Tom Hendry, one of the 11-strong National Trust ranger team on the Farne Islands, said: "Sandeel populations in the North Sea are being affected by two things: overfishing and climate change - with rising sea temperatures.

The National Trust has carried out the survey on the Farne Islands for 50 years.

"These factors are driving the good quality plankton which sandeels feed on further north, resulting in a poorer quality of plankton in this area for sandeels to feed upon.

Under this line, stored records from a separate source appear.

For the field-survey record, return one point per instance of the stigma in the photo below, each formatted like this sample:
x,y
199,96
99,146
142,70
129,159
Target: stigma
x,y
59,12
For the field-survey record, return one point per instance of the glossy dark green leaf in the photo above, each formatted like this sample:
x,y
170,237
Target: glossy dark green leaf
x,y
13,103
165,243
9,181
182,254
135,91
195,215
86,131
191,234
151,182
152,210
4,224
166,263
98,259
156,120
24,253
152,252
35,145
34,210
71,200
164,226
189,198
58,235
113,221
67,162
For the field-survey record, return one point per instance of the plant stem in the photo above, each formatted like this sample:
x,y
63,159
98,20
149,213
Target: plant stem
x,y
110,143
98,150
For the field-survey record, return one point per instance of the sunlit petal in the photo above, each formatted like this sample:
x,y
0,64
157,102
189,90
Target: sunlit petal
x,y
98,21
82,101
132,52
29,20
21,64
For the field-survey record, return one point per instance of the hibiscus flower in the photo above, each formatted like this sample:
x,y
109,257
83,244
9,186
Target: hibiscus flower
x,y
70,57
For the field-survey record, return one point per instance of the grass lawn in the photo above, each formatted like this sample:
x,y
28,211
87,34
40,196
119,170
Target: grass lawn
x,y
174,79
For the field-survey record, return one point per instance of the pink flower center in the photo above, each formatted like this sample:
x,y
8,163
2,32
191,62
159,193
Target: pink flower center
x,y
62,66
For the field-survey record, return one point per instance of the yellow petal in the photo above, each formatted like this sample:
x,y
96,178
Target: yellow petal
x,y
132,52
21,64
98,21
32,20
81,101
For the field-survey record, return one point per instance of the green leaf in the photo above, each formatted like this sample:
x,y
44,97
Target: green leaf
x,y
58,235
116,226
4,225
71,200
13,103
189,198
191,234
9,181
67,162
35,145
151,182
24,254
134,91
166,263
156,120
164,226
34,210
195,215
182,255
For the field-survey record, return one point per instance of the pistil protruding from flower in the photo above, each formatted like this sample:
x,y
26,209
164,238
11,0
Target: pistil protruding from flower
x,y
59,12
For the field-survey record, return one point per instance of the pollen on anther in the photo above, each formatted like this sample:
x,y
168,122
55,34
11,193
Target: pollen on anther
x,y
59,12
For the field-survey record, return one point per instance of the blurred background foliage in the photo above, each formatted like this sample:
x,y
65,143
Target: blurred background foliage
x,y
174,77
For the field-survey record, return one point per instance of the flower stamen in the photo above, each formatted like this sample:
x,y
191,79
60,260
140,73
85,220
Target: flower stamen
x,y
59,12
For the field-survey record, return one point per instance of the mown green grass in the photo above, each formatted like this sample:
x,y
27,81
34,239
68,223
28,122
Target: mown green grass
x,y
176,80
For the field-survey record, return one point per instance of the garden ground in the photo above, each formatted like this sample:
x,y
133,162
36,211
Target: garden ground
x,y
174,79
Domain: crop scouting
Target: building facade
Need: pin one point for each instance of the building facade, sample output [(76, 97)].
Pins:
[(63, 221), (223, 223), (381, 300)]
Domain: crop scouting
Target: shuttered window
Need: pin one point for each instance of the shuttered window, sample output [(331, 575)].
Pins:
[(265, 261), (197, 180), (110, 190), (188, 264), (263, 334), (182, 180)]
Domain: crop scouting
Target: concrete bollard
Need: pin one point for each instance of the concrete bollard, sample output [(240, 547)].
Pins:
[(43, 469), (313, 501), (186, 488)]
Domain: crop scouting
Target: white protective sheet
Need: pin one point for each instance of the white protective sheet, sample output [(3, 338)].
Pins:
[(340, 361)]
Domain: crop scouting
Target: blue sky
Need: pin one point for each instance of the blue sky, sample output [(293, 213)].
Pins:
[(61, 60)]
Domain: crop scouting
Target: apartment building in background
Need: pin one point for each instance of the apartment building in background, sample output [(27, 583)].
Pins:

"The risk is that these pressures together with overfishing will eventually 'squeeze' the Farnes population, with more and more birds having to travel further for rich feeding grounds.

"This means they're more vulnerable to the increasing frequency of winter storms, whilst out at sea."

He said it was vital the "clowns of the sea" were monitored closely as there have been suggestions that in 30 to 50 years' time there may be no more puffins on the Farnes.

The team are calling for annual monitoring of puffins at other sites to get a better picture of the seabirds and the factors that affect them.

Dr Chris Redfern, emeritus professor in the School of Natural and Environmental Sciences at Newcastle University, said: "We don't know enough yet about the sandeel population around the Farnes.

"It is therefore very prudent to monitor closely how seabird populations change from year to year to see if trends emerge.

"That way we have a chance of finding ways to mitigate against any negative effects."